DIY bioengineering – recap of the recent MIT Soapbox session on DIYbio

My good friend Natalie Kuldell and I had the pleasure of participating at a recent Soapbox session hosted by the MIT Museum on DIY biology.  (Though frankly, I prefer the term DIY bioengineering, because I think hobbyists are going to be a lot more excited by what they can build than by what they can study in the natural world.)  

Probably the best part of the evening was when the audience got to answer two questions.

  1. If you could build anything out of biology, what would you build and why?
  2. What would you ask your neighbors if they were building this organism in the house next door to you?

In response to the first, some wanted to engineer bugs that would clean the bathroom for you.  Others wanted to make organisms that could consume nuclear waste.  Still others wanted to make organisms that could diagnose what was wrong with their dogs.  In response to the second, I think one audience member put it most succinctly when they asked, “Is it safe?”.
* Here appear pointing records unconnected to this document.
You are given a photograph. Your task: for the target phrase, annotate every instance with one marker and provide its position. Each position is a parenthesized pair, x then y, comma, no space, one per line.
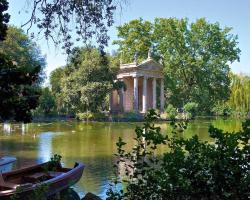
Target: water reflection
(90,143)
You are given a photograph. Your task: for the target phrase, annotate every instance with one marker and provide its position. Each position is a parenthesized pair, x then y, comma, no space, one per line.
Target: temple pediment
(150,64)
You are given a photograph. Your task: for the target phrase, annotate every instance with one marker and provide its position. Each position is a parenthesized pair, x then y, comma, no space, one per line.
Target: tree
(4,18)
(21,73)
(196,57)
(46,101)
(85,81)
(58,19)
(134,37)
(239,99)
(188,169)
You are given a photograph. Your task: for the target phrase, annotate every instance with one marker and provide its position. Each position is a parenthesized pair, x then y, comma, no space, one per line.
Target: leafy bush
(191,109)
(171,112)
(191,169)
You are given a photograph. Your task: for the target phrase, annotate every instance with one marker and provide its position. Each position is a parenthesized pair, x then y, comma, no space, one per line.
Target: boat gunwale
(78,167)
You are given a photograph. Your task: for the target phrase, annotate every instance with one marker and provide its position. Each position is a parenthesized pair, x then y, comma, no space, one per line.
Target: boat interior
(29,177)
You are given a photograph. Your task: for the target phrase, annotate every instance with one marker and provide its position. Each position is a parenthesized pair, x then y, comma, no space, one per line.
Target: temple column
(154,93)
(162,95)
(144,95)
(136,100)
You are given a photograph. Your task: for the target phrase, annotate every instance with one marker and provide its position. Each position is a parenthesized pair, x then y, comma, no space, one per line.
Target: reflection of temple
(141,81)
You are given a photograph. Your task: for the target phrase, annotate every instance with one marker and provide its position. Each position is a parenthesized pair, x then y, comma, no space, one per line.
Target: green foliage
(84,83)
(190,169)
(239,99)
(4,18)
(55,19)
(46,101)
(135,36)
(21,73)
(222,109)
(171,112)
(196,56)
(191,108)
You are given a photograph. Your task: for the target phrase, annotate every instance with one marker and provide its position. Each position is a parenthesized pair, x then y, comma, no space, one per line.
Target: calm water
(90,143)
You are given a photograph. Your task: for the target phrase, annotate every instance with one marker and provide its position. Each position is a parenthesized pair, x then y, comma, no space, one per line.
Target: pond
(91,143)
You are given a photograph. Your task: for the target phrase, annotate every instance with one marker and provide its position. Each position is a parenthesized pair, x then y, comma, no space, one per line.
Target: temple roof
(148,67)
(148,64)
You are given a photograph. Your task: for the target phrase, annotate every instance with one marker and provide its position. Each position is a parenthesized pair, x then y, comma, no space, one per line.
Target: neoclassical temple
(141,81)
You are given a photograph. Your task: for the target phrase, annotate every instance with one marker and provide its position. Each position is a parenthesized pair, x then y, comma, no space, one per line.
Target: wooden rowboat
(25,183)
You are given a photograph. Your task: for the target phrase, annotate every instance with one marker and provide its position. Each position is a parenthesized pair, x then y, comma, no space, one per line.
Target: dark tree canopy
(4,19)
(59,20)
(21,73)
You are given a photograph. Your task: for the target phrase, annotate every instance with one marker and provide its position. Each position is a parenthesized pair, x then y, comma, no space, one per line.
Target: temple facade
(141,81)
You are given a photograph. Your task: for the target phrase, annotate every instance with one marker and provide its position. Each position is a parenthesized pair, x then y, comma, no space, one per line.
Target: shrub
(222,109)
(171,112)
(191,109)
(191,169)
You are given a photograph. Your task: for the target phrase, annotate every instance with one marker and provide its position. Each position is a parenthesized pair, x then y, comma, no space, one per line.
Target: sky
(230,13)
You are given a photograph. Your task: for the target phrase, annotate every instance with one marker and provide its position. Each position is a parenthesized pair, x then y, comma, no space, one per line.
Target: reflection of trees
(90,143)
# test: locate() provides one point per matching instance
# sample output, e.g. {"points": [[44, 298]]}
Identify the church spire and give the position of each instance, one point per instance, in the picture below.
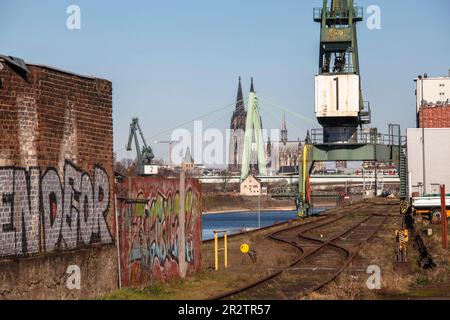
{"points": [[252, 88], [240, 99], [284, 130]]}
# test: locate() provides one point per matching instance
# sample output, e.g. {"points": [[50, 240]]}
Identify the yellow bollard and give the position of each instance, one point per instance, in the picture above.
{"points": [[225, 243], [216, 251]]}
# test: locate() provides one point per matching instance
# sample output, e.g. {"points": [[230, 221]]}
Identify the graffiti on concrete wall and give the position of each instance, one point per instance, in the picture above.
{"points": [[153, 243], [41, 211]]}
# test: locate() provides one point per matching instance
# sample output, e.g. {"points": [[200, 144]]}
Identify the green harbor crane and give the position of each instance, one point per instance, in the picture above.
{"points": [[144, 156]]}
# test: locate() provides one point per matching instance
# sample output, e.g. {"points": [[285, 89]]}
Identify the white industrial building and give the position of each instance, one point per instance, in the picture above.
{"points": [[436, 91], [437, 159]]}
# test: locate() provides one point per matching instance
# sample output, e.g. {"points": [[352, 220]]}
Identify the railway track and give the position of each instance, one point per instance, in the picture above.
{"points": [[321, 260]]}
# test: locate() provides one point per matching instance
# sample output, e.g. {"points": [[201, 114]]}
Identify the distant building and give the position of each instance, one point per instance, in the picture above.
{"points": [[433, 109], [281, 156], [237, 128], [188, 162], [250, 186], [436, 159]]}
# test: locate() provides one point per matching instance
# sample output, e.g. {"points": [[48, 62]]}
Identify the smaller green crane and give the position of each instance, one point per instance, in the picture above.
{"points": [[144, 156]]}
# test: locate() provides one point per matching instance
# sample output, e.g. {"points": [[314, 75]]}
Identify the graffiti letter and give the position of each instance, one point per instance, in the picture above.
{"points": [[52, 208], [7, 234], [86, 209], [26, 210], [72, 184], [101, 204]]}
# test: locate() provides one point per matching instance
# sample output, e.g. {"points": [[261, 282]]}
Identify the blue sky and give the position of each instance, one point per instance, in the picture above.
{"points": [[171, 61]]}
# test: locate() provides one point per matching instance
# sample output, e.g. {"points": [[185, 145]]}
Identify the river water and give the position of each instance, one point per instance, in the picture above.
{"points": [[235, 222]]}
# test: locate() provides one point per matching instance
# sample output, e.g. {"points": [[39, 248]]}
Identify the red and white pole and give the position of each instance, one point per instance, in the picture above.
{"points": [[444, 218]]}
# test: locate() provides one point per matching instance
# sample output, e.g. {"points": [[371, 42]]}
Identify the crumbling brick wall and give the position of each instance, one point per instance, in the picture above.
{"points": [[56, 184]]}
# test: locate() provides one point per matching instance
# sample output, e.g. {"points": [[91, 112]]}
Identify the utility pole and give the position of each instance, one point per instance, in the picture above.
{"points": [[423, 136]]}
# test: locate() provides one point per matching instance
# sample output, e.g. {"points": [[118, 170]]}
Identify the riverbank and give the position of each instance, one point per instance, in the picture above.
{"points": [[232, 202]]}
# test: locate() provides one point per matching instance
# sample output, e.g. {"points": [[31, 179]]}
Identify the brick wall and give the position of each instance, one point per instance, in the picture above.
{"points": [[56, 183], [434, 117]]}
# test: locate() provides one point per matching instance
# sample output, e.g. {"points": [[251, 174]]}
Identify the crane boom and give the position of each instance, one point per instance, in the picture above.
{"points": [[144, 156]]}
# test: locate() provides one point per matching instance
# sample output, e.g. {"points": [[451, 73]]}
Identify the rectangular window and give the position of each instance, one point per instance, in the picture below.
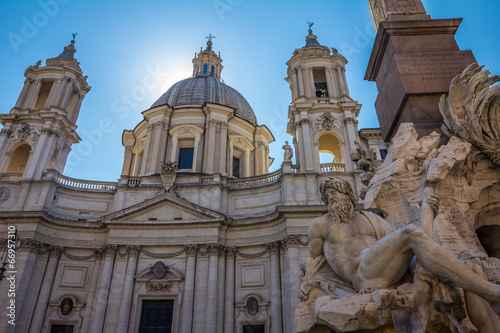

I think the DIY bioengineering community has a lot that they could contribute to synthetic biology and the world in general.  But the safety risks and public perception issues can’t be ignored.  Personally, I’d love to see the community coalesce around a DIYbioengineering model organism.  For example, some of the recent suggestions on the DIYbio.org email list have been

  1. Acinetobacter – a naturally competent BL1 organism
  2. Moss – again it’s readily transformable and it’s moss!  How cool is that!?!
  3. Halobacterium – this organism is native to the Great Salt Lake and only grows in media with high salt concentration.  This feature has the double bonus of both making media contamination by other organisms unlikely and ensuring that Halobacterium is less likely to grow elsewhere.

DIY bioengineers have different constraints than conventional molecular biologists.  By choosing a new model organism more suitable for their work, DIY bioengineers can both to break new ground in science and engineering and develop the foundational tools needed for DIY bioengineering to really take off.